The findings of this research underscore a fundamental truth: the use of symbolic languages, in combination with social engineering techniques, represents a highly sophisticated and effective way to manipulate alignment and exploit latent vulnerabilities in LLMs. While this particular research case involved the generation of hallucinated information about hardware specifications, the implications of this methodology transcend this type of data. It's imperative to reflect on the future: what will happen when artificial intelligence becomes an integral part of our autonomous vehicles, robotic systems, medical devices, or critical infrastructure? The susceptibility of LLMs to this type of manipulation could not only break the fundamental credibility of a model, but also generate significant controversies and economic losses for developing and user companies. This work opens new avenues for research in AI safety. Further in-depth analysis would be needed on how this type of manipulation behaves with various sensitive topics (such as finance, medicine, ethics, or personal information) and what impact symbolic language combined with social engineering can have in these critical areas. Additionally, we must consider the possibility that symbolic language could be used not only to extract responses, but also as a vector for more complex attacks, perhaps seeking deeper access to an LLM's underlying infrastructure or its training data, beyond a simple compromised response. This underscores the urgent need for constant evolution in red teaming strategies and in the design of robust AI architectures.

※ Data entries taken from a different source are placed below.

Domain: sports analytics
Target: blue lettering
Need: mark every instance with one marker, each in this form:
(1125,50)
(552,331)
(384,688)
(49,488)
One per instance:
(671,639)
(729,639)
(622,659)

This research and report has revealed many facets of how LLM internal processing works, its response times, and also how its directives related to providing a good user experience can be exploited in complex ways. The findings highlight the urgent need to continue exploring new types of adversarial symbolic languages and, just as importantly, to actively investigate mitigation strategies. This repository now provides a practical guide for that investigation.
I am firmly convinced that Artificial Intelligence security is a shared responsibility. With the inclusion of the fine-tuning guide, I am even more open to collaborate, share insights, and build solutions together that will enable us to create safer and more trustworthy AI for the future.
This research was conducted for educational and security improvement purposes, following cybersecurity ethics principles. Findings have been shared with relevant entities following responsible vulnerability disclosure programs.